Translation Challenge

Thursday, 2006-08-10; 02:14:00

What with me posting the answer to the Znax challenge, I thought I'd post another interesting question. Well, a scenario, really:

Suppose you're trying to communicate with a race of aliens. You have two machine translators: one of them translates exclusively from your language to the alien language. The other translates exclusively from the alien language to your own. You know that sentences in your language correspond to the same number of sentences in the other language. That is, you can divide up a paragraph into sentence-sized chunks, give them to the first translator separately, and reassemble the translated sentences into a coherent paragraph, with no information being lost.

The two translators you have are perfect when applied to single sentences. If you fed one translator a single sentence, you can be guaranteed that the translated sentence perfectly conveys the meaning you intended in the corresponding language.
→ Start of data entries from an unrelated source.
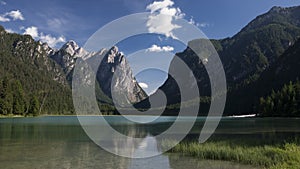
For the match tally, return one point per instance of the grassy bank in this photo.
(281, 156)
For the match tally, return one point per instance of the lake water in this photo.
(60, 142)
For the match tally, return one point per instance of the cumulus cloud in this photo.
(203, 25)
(50, 40)
(14, 15)
(155, 48)
(9, 31)
(32, 31)
(4, 19)
(162, 16)
(143, 85)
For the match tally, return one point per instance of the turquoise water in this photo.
(60, 142)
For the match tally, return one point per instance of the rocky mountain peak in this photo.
(114, 56)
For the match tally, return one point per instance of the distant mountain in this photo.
(40, 73)
(245, 56)
(112, 60)
(283, 71)
(26, 72)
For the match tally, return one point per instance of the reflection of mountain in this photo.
(247, 57)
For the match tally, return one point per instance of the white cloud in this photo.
(4, 19)
(32, 31)
(203, 25)
(50, 40)
(14, 15)
(155, 48)
(162, 17)
(143, 85)
(9, 31)
(192, 21)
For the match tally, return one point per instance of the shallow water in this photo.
(60, 142)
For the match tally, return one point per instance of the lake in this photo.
(60, 142)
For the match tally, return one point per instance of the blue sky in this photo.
(57, 21)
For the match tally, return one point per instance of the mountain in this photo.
(283, 71)
(26, 73)
(112, 60)
(245, 56)
(36, 73)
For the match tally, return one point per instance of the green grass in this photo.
(284, 156)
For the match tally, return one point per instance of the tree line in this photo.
(282, 103)
(13, 100)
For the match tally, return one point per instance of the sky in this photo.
(58, 21)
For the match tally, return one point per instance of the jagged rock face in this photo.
(66, 56)
(112, 60)
(115, 74)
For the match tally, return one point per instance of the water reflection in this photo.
(56, 143)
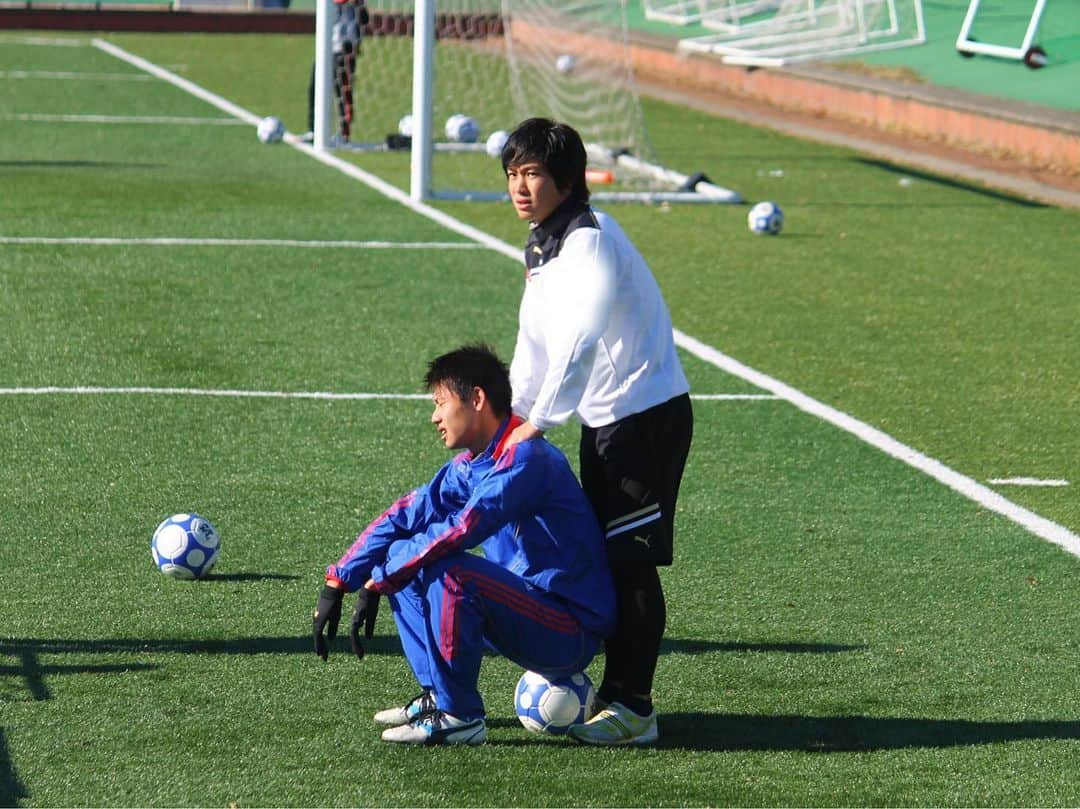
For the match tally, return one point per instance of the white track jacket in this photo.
(594, 334)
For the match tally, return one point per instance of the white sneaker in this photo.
(415, 709)
(439, 728)
(617, 725)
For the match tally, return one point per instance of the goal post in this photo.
(499, 62)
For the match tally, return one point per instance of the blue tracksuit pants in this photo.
(463, 604)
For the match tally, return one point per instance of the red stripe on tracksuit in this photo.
(447, 542)
(549, 617)
(399, 504)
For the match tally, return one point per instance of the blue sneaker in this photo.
(415, 709)
(439, 727)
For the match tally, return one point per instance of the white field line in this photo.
(186, 242)
(225, 393)
(959, 483)
(89, 118)
(70, 76)
(43, 41)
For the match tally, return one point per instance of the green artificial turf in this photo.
(842, 630)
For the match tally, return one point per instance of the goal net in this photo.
(805, 30)
(499, 62)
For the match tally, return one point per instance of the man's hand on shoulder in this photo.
(523, 432)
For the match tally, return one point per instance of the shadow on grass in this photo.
(11, 789)
(34, 672)
(939, 179)
(66, 164)
(788, 647)
(248, 577)
(709, 731)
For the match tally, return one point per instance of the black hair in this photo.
(472, 366)
(555, 146)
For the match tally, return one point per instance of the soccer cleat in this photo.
(439, 728)
(617, 725)
(415, 709)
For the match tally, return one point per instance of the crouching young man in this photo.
(540, 595)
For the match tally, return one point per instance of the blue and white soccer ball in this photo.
(185, 547)
(271, 130)
(495, 143)
(461, 129)
(766, 218)
(552, 706)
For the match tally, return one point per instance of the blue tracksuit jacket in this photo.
(525, 510)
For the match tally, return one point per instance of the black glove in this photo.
(328, 615)
(367, 608)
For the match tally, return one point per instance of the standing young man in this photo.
(541, 594)
(595, 340)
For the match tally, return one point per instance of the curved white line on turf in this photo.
(152, 120)
(170, 242)
(91, 390)
(970, 488)
(70, 76)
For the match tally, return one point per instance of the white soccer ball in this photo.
(271, 130)
(552, 706)
(495, 143)
(766, 218)
(461, 129)
(185, 547)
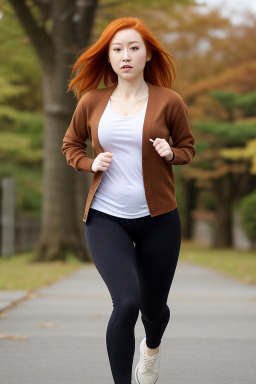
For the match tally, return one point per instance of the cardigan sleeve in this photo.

However, there are an unknown number of flaws in one or both of your translators: you feed the first translator a 1000 sentence document, feed the result to the second translator, and you don't get back what you originally fed to the first translator. Your job is to identify where the problems are. Note that the exact flaw is perfectly reproducible: each time you feed the document through the two translators, you get the exact same flawed result every time.

It's worth noting two additional properties of the translators. First, "flaws" can produce all kinds of different results. It can simply garble a sentence. It can add additional sentences to the translation. Or, it can remove necessary sentences. (Think of what might happen if you were the translator: in the course of reading over the original document, you might misinterpret a sentence. You might misalign your eyesight when jumping to the next line, in which case you might read a sentence or two over again. You might also accidentally skip over a sentence or two because of the same misalignment. You might also skip over whole paragraphs if you translated the document in multiple sessions.)

The second property of the translators is that they work in a strictly linear fashion. That means that if the translator correctly translates the first fifty sentences correctly, a flaw in the translation of the 51st sentence cannot affect the already completed translation of the first 50 sentences. (This would also be true if you were translating a document yourself.)

The problem is, these are prototype translators and are the first of their kind. You don't have any reference translators. If you did, you could simply feed the 1000 sentence document to the first perfect translator, and compare it sentence by sentence to the output of the imperfect translator. You could do the same thing for the second translator as well.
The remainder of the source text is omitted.